Çok zor durumda hastaların olduğunu ifade eden Akyılmaz, hastaların zaman zaman aileleriyle iletişim kuramadıkları için zorluklar yaşadığını belirtti.
Virüsün, hastaya bakan kişiye de bulaşma riskinin de yüksek olduğunu dile getiren Akyılmaz, "Acil servisimizde, kırmızı alanda çok büyük sıkıntılı kovid hastalarını da takip ettik. Hal böyleyken insanların çaresizliğini gözlerinden okudum. Bunlarla ilgili tedavileri, tanıları ve daha sonra burada bulunan hastaların tedavilerini sağladık, devam ettirdik. Bizim hasta olan kişilere verdiğimiz hizmet standart bir şekilde devam etti." dedi.
Hastanede birkaç hekim arkadaşında ve sağlık personelinde de pozitif vaka görüldüğünü ifade eden Akyılmaz, hekimler ve diğer sağlık personeliyle birlikte çok yoğun çalıştıklarını, birçok hastayı özenle değerlendirdiklerini belirtti.

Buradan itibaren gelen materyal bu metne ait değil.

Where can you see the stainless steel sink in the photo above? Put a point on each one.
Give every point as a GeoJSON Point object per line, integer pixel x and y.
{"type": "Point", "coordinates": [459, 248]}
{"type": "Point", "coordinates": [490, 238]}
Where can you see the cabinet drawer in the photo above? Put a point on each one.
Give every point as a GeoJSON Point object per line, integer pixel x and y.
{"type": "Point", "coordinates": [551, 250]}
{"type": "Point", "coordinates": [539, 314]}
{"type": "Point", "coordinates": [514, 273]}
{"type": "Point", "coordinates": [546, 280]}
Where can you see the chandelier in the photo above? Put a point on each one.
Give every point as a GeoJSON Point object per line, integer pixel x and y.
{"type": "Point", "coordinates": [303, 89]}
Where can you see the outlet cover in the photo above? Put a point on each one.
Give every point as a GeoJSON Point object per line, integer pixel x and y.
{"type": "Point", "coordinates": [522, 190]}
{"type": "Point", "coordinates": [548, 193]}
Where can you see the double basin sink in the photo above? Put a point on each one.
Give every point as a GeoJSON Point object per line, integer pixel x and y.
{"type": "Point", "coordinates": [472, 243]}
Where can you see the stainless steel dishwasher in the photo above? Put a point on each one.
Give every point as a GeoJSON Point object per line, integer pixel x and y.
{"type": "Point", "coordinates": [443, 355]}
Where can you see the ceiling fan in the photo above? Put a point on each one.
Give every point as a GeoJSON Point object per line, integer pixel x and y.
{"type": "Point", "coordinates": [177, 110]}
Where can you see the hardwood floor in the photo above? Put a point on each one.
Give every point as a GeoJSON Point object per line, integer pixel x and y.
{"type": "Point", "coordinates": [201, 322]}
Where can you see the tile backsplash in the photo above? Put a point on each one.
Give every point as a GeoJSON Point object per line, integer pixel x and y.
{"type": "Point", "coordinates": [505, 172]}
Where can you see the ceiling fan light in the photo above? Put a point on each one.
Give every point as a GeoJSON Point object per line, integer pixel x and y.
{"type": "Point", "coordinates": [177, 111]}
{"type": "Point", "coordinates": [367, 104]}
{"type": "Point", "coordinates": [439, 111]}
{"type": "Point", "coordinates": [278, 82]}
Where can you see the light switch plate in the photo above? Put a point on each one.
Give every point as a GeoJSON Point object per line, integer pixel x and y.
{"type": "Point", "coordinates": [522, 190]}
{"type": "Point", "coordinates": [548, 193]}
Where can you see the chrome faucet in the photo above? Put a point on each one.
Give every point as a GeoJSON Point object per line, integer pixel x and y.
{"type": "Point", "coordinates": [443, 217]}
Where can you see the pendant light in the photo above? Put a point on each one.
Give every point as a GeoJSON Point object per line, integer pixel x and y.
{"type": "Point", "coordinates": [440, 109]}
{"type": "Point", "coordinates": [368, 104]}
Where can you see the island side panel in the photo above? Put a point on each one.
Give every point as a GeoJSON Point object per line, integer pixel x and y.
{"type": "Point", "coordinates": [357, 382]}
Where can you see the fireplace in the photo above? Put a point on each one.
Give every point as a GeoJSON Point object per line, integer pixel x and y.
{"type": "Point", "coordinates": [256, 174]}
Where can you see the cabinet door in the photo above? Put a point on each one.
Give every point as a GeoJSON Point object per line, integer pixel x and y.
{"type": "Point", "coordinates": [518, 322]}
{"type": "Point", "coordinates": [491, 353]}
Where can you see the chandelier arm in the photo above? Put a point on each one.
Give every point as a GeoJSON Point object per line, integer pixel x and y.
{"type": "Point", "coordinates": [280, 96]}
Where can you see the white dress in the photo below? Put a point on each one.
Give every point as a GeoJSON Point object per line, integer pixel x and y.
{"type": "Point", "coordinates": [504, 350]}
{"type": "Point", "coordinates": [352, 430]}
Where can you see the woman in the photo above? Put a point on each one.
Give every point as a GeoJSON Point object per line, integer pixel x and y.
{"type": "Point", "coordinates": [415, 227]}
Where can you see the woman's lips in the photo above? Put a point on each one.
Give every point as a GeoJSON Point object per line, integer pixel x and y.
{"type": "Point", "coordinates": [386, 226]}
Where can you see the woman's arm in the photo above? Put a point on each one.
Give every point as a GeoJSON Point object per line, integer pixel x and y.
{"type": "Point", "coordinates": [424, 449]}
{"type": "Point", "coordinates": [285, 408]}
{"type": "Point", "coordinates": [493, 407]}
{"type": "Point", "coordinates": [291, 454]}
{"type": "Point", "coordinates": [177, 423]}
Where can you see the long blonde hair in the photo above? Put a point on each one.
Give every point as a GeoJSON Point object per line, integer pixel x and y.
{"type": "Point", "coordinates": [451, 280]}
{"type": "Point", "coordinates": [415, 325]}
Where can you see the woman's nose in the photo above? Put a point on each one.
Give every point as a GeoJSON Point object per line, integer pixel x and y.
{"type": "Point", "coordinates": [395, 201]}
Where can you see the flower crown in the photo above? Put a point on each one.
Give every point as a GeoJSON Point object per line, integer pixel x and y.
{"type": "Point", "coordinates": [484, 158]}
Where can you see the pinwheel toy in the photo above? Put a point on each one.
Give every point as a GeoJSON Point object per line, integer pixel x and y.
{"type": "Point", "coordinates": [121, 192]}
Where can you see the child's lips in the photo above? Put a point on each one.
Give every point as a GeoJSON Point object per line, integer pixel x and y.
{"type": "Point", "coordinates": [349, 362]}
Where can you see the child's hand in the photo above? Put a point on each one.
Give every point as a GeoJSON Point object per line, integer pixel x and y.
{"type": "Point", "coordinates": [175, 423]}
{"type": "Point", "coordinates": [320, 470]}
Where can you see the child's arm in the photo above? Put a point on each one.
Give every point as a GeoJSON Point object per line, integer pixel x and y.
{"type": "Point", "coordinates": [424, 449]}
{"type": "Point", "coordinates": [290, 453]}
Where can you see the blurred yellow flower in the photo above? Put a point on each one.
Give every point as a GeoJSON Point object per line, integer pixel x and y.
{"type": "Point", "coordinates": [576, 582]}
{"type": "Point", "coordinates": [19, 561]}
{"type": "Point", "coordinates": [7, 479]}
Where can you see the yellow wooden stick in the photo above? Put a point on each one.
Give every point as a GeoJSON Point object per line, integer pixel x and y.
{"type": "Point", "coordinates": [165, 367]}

Aynı hassasiyeti vatandaşlardan da görmek istediklerini dile getiren Akyılmaz, "Onların da dikkatli olması gerekiyor. Kurallara uyması gerekiyor. Çünkü biz ancak kurallara uyarak, mücadele şartlarını yerine getirerek bu hastalıktan hep beraber başarıyla çıkabiliriz." diye konuştu.
Görevlerini yaparken için her zaman canla başla çalışacaklarını vurgulayan Akyılmaz, sözlerine şöyle tamamladı:
"Ben yakınlarımdan, sevdiklerimden ayrı kalmak istemem kimsenin istemeyeceği gibi. İnsanlarımızın tamamı yakınlarından, sevdiklerinden ayrı kalma potansiyeli içerisine girmek istemiyorlarsa dikkat etmeliler. Biz çalışıyoruz. Bize geldikleri zaman hastalara ilgili hizmeti vermeye çalışıyoruz. Fakat kendilerinin de şunun farkında olması lazım bu işi, bu hastalığı, bu pandemi sürecini biz en iyi şekilde ancak kurallara uyarak atlatabiliriz. Yani hasta olup hastaneye geldikten sonra değil, hasta olmadan önce bu işi sonlandırmamız veya karşılaşmamamız gerekiyor."